Region of cerebellar cortex involved in eyeblink conditioning that projects to the anterior interpositus.

Primary input to the interpositus nucleus

The cerebellar cortex, particularly HVI.

Purkinje cells

Inhibitory GABAergic neurons that provide the sole output of the cerebellar cortex to deep cerebellar nuclei.

Purkinje cell activity during rest

Tonically active, continuously inhibiting the anterior interpositus nucleus.

Disinhibition

Removal of inhibition; silencing Purkinje cells allows the interpositus to become active and generate a CR.

Key inhibitory logic of eyeblink conditioning

Silencing cerebellar cortical output disinhibits the interpositus, allowing the CR to occur.

Evidence for cerebellar cortex control of CRs

Optogenetic inhibition of Purkinje cells produces eye blinks.

CS pathway

CS → sensory processing areas → pontine nuclei → mossy fibres → HVI and anterior interpositus.

Pontine nuclei

Relay nuclei that transmit conditioned stimulus information to the cerebellum.

Mossy fibres

Axons carrying CS information from the pons to the cerebellar cortex and deep nuclei.

Mossy fibre targets

Both cerebellar cortex and anterior interpositus nucleus.

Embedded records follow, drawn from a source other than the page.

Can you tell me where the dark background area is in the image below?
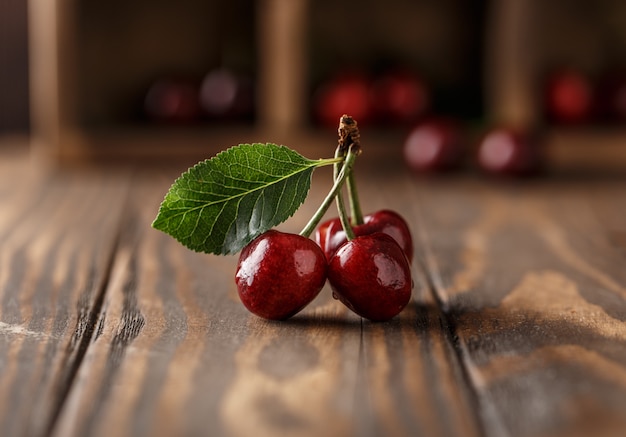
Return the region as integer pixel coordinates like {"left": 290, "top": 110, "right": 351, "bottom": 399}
{"left": 1, "top": 0, "right": 625, "bottom": 136}
{"left": 0, "top": 0, "right": 30, "bottom": 133}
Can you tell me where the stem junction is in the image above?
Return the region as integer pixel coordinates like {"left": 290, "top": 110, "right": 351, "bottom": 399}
{"left": 299, "top": 147, "right": 359, "bottom": 238}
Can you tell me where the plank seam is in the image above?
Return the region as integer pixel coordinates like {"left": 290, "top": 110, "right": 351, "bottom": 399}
{"left": 408, "top": 189, "right": 492, "bottom": 437}
{"left": 413, "top": 232, "right": 509, "bottom": 437}
{"left": 44, "top": 179, "right": 132, "bottom": 437}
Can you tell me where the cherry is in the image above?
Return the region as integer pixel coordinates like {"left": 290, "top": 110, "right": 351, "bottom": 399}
{"left": 476, "top": 127, "right": 542, "bottom": 176}
{"left": 144, "top": 77, "right": 202, "bottom": 124}
{"left": 403, "top": 118, "right": 464, "bottom": 172}
{"left": 235, "top": 230, "right": 327, "bottom": 320}
{"left": 313, "top": 71, "right": 373, "bottom": 129}
{"left": 200, "top": 68, "right": 254, "bottom": 120}
{"left": 315, "top": 210, "right": 413, "bottom": 263}
{"left": 327, "top": 233, "right": 412, "bottom": 322}
{"left": 544, "top": 69, "right": 594, "bottom": 124}
{"left": 370, "top": 68, "right": 429, "bottom": 125}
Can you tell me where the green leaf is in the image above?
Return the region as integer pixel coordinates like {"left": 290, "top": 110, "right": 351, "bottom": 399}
{"left": 152, "top": 143, "right": 322, "bottom": 255}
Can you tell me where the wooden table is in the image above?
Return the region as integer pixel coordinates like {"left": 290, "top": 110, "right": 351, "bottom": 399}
{"left": 1, "top": 139, "right": 626, "bottom": 437}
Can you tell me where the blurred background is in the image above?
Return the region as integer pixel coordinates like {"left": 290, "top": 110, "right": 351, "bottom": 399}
{"left": 1, "top": 0, "right": 625, "bottom": 169}
{"left": 0, "top": 0, "right": 29, "bottom": 133}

Evidence that the pons carries CS information

Pontine lesions abolish conditioning and pontine stimulation can serve as a CS.

US pathway

US → Sp5O → inferior olive → climbing fibres → HVI and anterior interpositus.

Inferior olive

Brainstem nucleus that relays US information to the cerebellum.

Climbing fibres

Axons of inferior olivary neurons that carry US teaching signals to the cerebellum.

Climbing fibre targets

Purkinje cell dendrites and deep cerebellar nuclei.

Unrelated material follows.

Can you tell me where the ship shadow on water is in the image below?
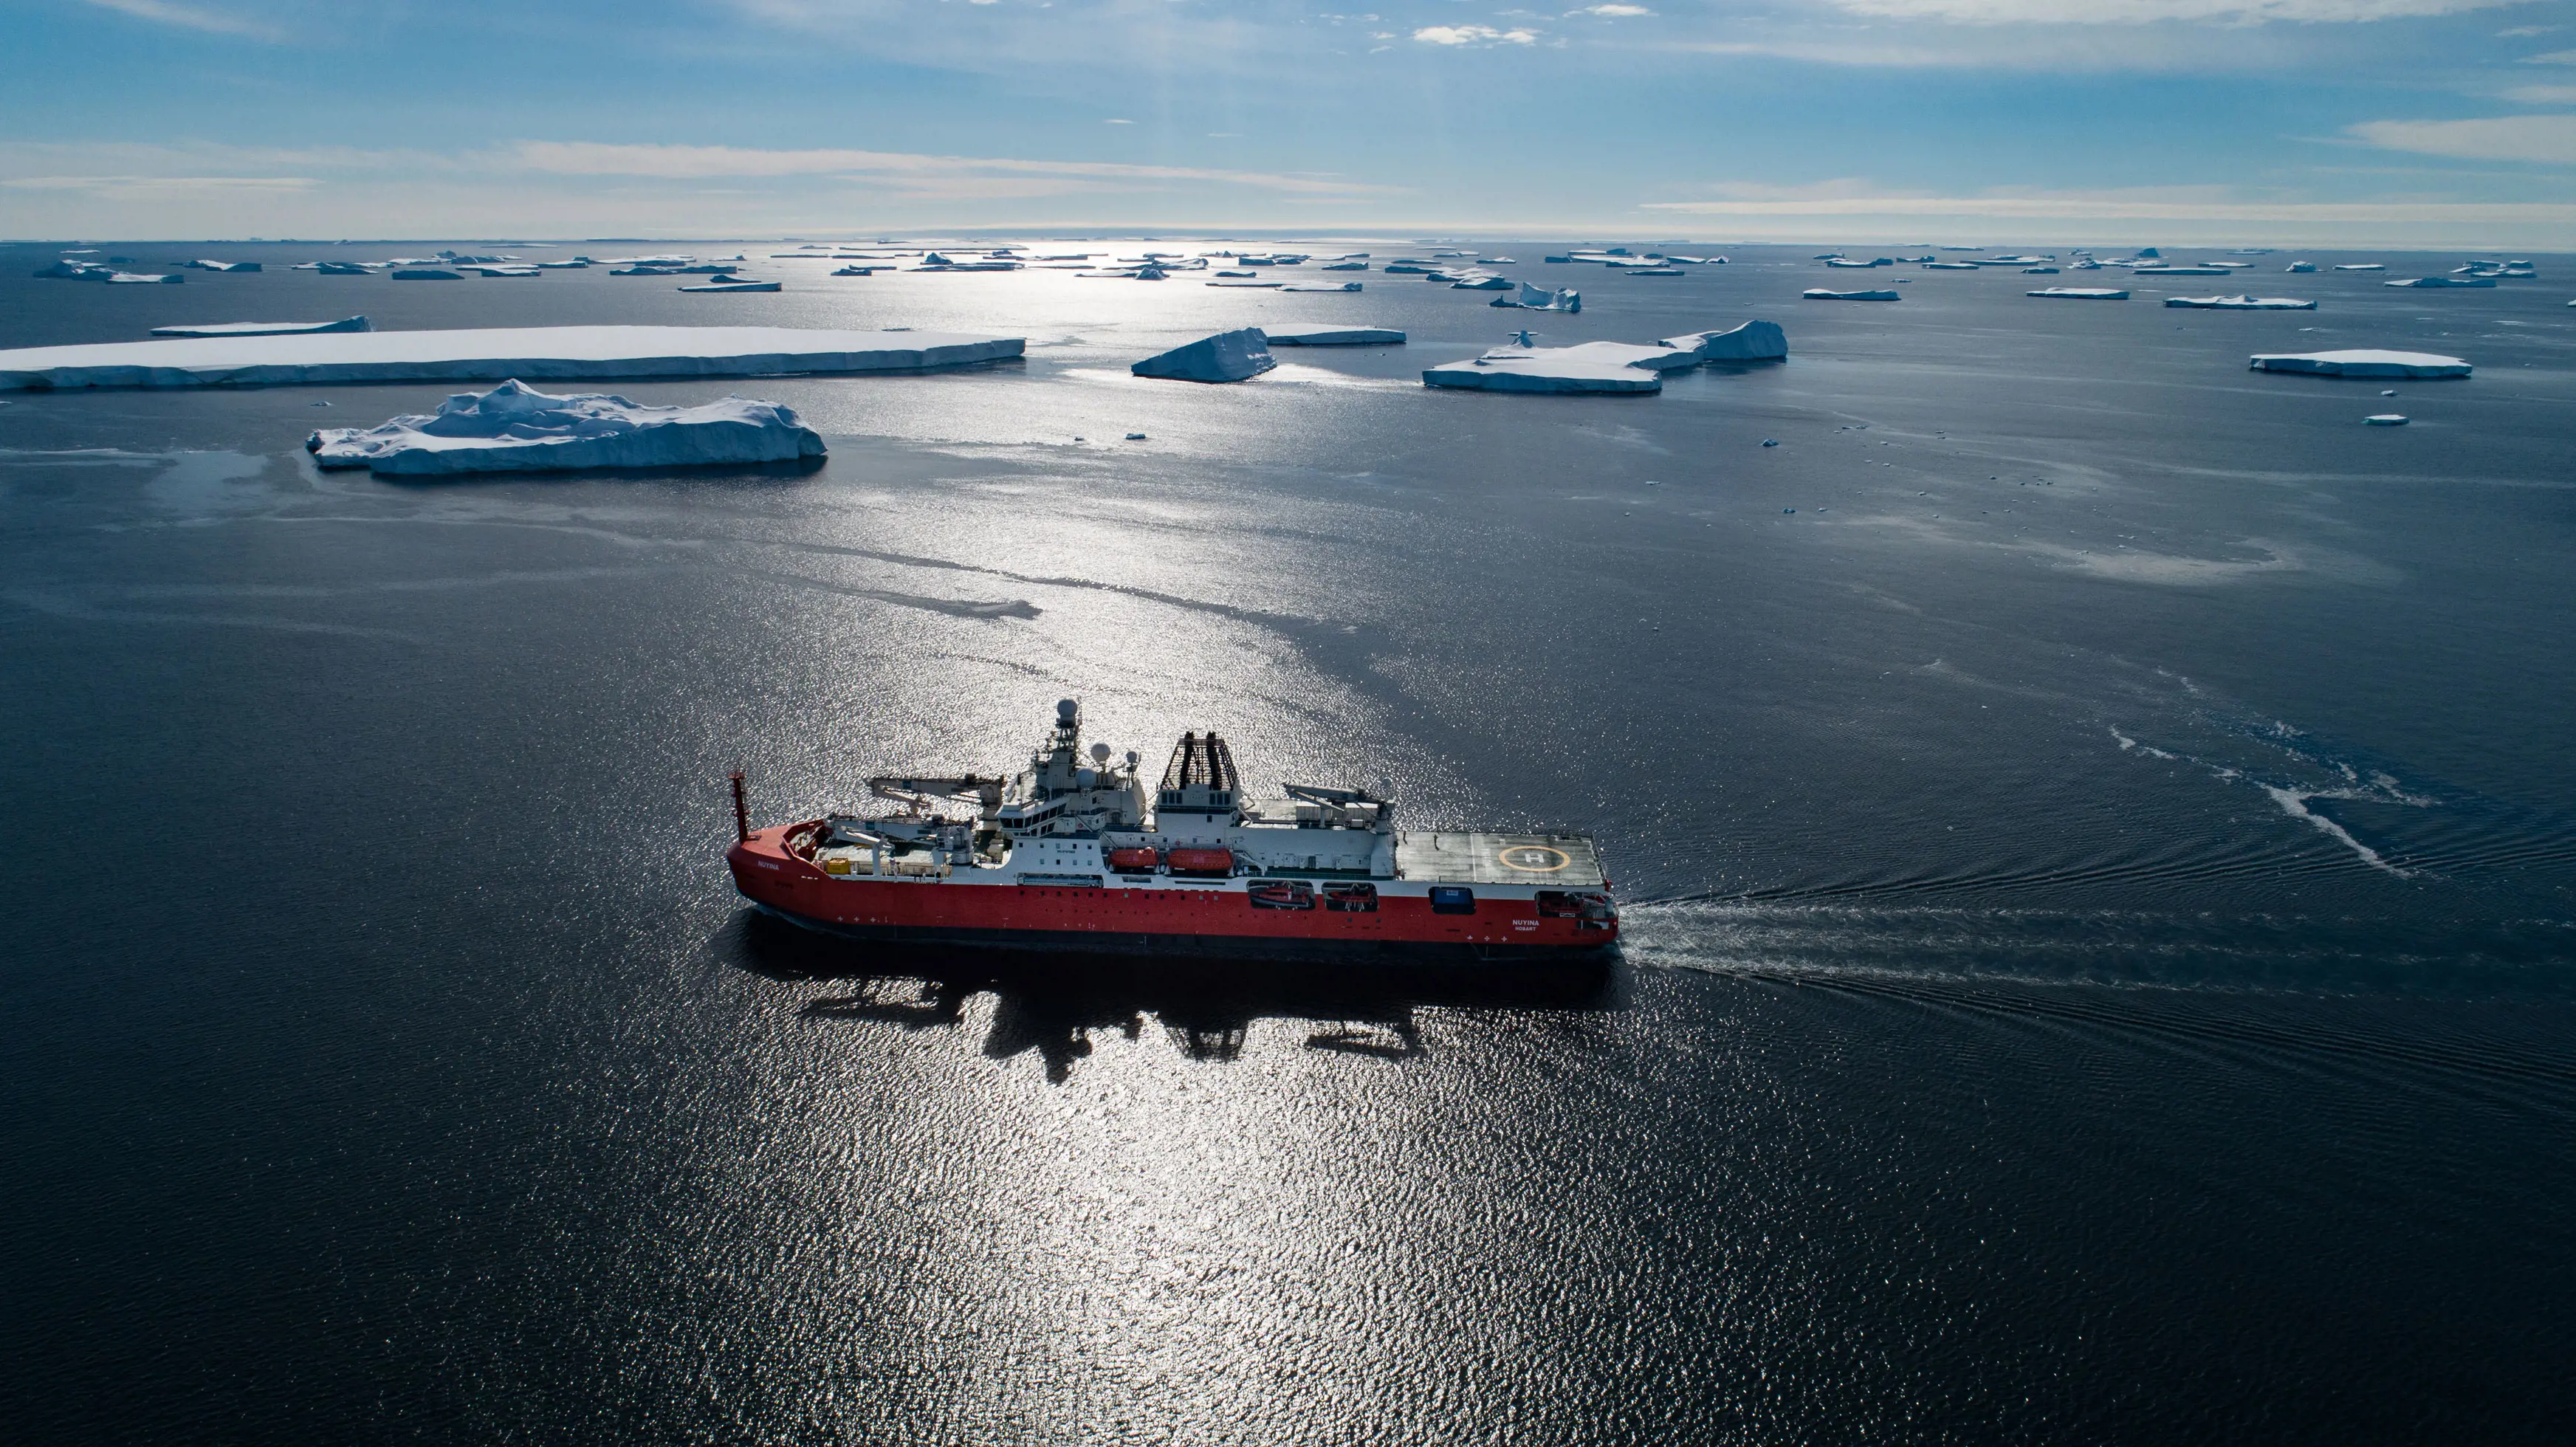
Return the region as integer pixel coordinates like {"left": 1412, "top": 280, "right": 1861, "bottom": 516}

Evidence that climbing fibres carry US information

Inferior olive lesions abolish conditioning and climbing fibre stimulation can serve as a US.

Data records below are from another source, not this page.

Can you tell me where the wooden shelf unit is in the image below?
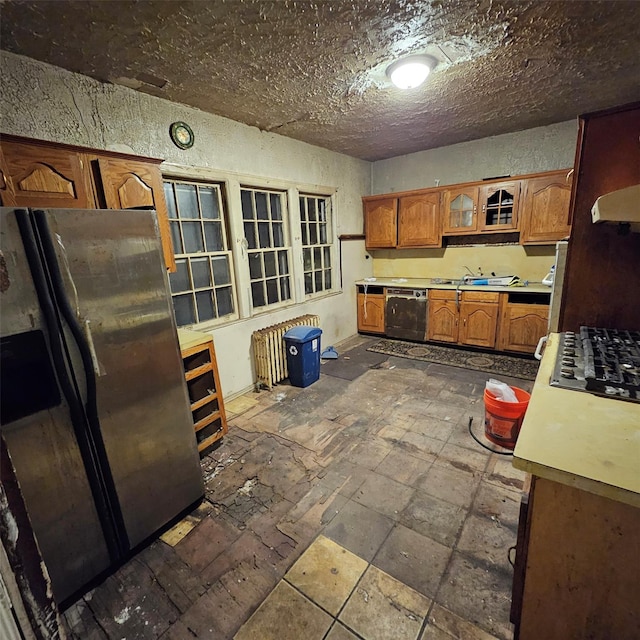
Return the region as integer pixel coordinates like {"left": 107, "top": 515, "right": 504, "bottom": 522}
{"left": 177, "top": 329, "right": 228, "bottom": 454}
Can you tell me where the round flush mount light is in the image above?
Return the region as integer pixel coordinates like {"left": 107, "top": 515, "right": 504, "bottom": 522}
{"left": 386, "top": 54, "right": 438, "bottom": 89}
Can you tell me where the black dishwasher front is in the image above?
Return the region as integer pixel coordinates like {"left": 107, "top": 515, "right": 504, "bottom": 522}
{"left": 385, "top": 289, "right": 428, "bottom": 342}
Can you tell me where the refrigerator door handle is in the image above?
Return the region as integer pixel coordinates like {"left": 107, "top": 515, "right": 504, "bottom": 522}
{"left": 31, "top": 209, "right": 130, "bottom": 554}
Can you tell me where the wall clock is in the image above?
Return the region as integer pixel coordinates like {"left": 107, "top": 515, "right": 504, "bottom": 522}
{"left": 169, "top": 121, "right": 195, "bottom": 149}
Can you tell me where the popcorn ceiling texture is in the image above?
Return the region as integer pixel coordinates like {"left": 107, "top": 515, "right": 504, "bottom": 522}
{"left": 1, "top": 0, "right": 639, "bottom": 161}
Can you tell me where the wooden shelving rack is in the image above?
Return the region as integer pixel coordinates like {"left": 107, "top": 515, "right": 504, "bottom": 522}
{"left": 177, "top": 328, "right": 228, "bottom": 454}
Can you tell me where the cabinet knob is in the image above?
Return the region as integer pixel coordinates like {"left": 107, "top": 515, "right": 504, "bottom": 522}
{"left": 0, "top": 170, "right": 5, "bottom": 190}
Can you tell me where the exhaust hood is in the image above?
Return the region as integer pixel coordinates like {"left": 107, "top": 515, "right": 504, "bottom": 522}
{"left": 591, "top": 184, "right": 640, "bottom": 232}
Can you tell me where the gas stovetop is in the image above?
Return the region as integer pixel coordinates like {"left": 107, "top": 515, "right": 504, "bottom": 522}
{"left": 550, "top": 327, "right": 640, "bottom": 403}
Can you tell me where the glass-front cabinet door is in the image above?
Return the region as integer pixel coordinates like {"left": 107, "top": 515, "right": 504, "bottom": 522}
{"left": 479, "top": 181, "right": 520, "bottom": 231}
{"left": 442, "top": 187, "right": 479, "bottom": 235}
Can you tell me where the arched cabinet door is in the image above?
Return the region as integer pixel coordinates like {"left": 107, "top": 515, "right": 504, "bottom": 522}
{"left": 0, "top": 140, "right": 93, "bottom": 208}
{"left": 97, "top": 157, "right": 175, "bottom": 271}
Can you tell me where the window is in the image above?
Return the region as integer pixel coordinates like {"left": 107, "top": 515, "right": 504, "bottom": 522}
{"left": 299, "top": 194, "right": 333, "bottom": 295}
{"left": 164, "top": 179, "right": 236, "bottom": 326}
{"left": 241, "top": 187, "right": 292, "bottom": 310}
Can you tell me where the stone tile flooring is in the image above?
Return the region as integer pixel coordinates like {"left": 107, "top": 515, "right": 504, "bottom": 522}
{"left": 62, "top": 335, "right": 532, "bottom": 640}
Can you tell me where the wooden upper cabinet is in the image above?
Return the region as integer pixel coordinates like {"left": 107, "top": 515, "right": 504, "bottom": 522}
{"left": 0, "top": 139, "right": 93, "bottom": 208}
{"left": 519, "top": 172, "right": 572, "bottom": 244}
{"left": 397, "top": 192, "right": 441, "bottom": 248}
{"left": 479, "top": 180, "right": 520, "bottom": 232}
{"left": 442, "top": 186, "right": 479, "bottom": 235}
{"left": 364, "top": 198, "right": 397, "bottom": 249}
{"left": 96, "top": 157, "right": 176, "bottom": 271}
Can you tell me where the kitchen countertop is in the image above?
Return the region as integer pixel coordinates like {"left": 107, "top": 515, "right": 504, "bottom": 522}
{"left": 355, "top": 277, "right": 552, "bottom": 295}
{"left": 513, "top": 333, "right": 640, "bottom": 507}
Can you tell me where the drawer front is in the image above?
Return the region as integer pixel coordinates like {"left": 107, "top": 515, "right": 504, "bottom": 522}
{"left": 462, "top": 290, "right": 500, "bottom": 303}
{"left": 428, "top": 288, "right": 457, "bottom": 301}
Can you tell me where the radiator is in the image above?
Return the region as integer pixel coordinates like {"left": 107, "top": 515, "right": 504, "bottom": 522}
{"left": 252, "top": 314, "right": 320, "bottom": 389}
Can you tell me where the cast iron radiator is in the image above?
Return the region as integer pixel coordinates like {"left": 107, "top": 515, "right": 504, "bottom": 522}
{"left": 252, "top": 314, "right": 320, "bottom": 389}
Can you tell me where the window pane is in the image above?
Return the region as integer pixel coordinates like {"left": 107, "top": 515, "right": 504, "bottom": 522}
{"left": 256, "top": 192, "right": 268, "bottom": 220}
{"left": 217, "top": 287, "right": 234, "bottom": 316}
{"left": 249, "top": 253, "right": 263, "bottom": 279}
{"left": 324, "top": 269, "right": 332, "bottom": 289}
{"left": 258, "top": 222, "right": 270, "bottom": 248}
{"left": 173, "top": 294, "right": 195, "bottom": 326}
{"left": 266, "top": 279, "right": 278, "bottom": 304}
{"left": 303, "top": 248, "right": 312, "bottom": 270}
{"left": 280, "top": 276, "right": 291, "bottom": 300}
{"left": 272, "top": 222, "right": 284, "bottom": 247}
{"left": 314, "top": 270, "right": 322, "bottom": 291}
{"left": 176, "top": 184, "right": 199, "bottom": 219}
{"left": 301, "top": 222, "right": 308, "bottom": 245}
{"left": 199, "top": 187, "right": 219, "bottom": 219}
{"left": 196, "top": 291, "right": 215, "bottom": 322}
{"left": 211, "top": 256, "right": 231, "bottom": 285}
{"left": 278, "top": 251, "right": 289, "bottom": 275}
{"left": 308, "top": 199, "right": 317, "bottom": 221}
{"left": 318, "top": 199, "right": 326, "bottom": 222}
{"left": 244, "top": 221, "right": 256, "bottom": 249}
{"left": 270, "top": 194, "right": 282, "bottom": 220}
{"left": 304, "top": 272, "right": 313, "bottom": 294}
{"left": 264, "top": 251, "right": 277, "bottom": 277}
{"left": 299, "top": 197, "right": 306, "bottom": 222}
{"left": 204, "top": 221, "right": 224, "bottom": 251}
{"left": 323, "top": 246, "right": 331, "bottom": 265}
{"left": 319, "top": 223, "right": 327, "bottom": 243}
{"left": 169, "top": 259, "right": 190, "bottom": 293}
{"left": 170, "top": 221, "right": 183, "bottom": 254}
{"left": 309, "top": 224, "right": 318, "bottom": 244}
{"left": 164, "top": 183, "right": 177, "bottom": 217}
{"left": 182, "top": 221, "right": 204, "bottom": 253}
{"left": 251, "top": 281, "right": 265, "bottom": 307}
{"left": 191, "top": 257, "right": 211, "bottom": 289}
{"left": 313, "top": 247, "right": 322, "bottom": 267}
{"left": 241, "top": 190, "right": 253, "bottom": 219}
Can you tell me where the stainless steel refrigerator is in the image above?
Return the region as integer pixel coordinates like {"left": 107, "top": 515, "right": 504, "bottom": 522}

Teaching signal in cerebellar learning

The climbing fibre/inferior olive pathway is thought to provide the error or teaching signal.

Difference between mossy and climbing fibres

Mossy fibres carry CS information from the pons, whereas climbing fibres carry US information from the inferior olive.

Effect of decerebration on delay NMR conditioning

Delay conditioning remains possible despite forebrain removal.

Effect of cerebellar damage on delay NMR conditioning

Conditioning is blocked when critical cerebellar regions are damaged.

Difference between UR and CR motor output

Both use the same motor pathway, but the UR is driven by the US reflex circuit while the CR is driven by cerebellar output.

Exam focus: five circuit components

UR pathway, CR output pathway, cerebellar cortex-interpositus interaction, CS pathway via mossy fibres, and US pathway via climbing fibres.

Tract-tracing

Neuroanatomical method for mapping connections between brain regions using transported tracers.

Optogenetics

Technique using light to activate or inhibit specific neurons, such as Purkinje cells.

Lesion evidence

Demonstrates the necessity of a brain region by examining behavioural deficits after damage.

Nictitating membrane

A third eyelid that passively slides over the eye when the eyeball retracts.

Difference between delay and trace conditioning

Delay conditioning does not require the hippocampus, whereas trace conditioning does because there is a temporal gap between CS and US.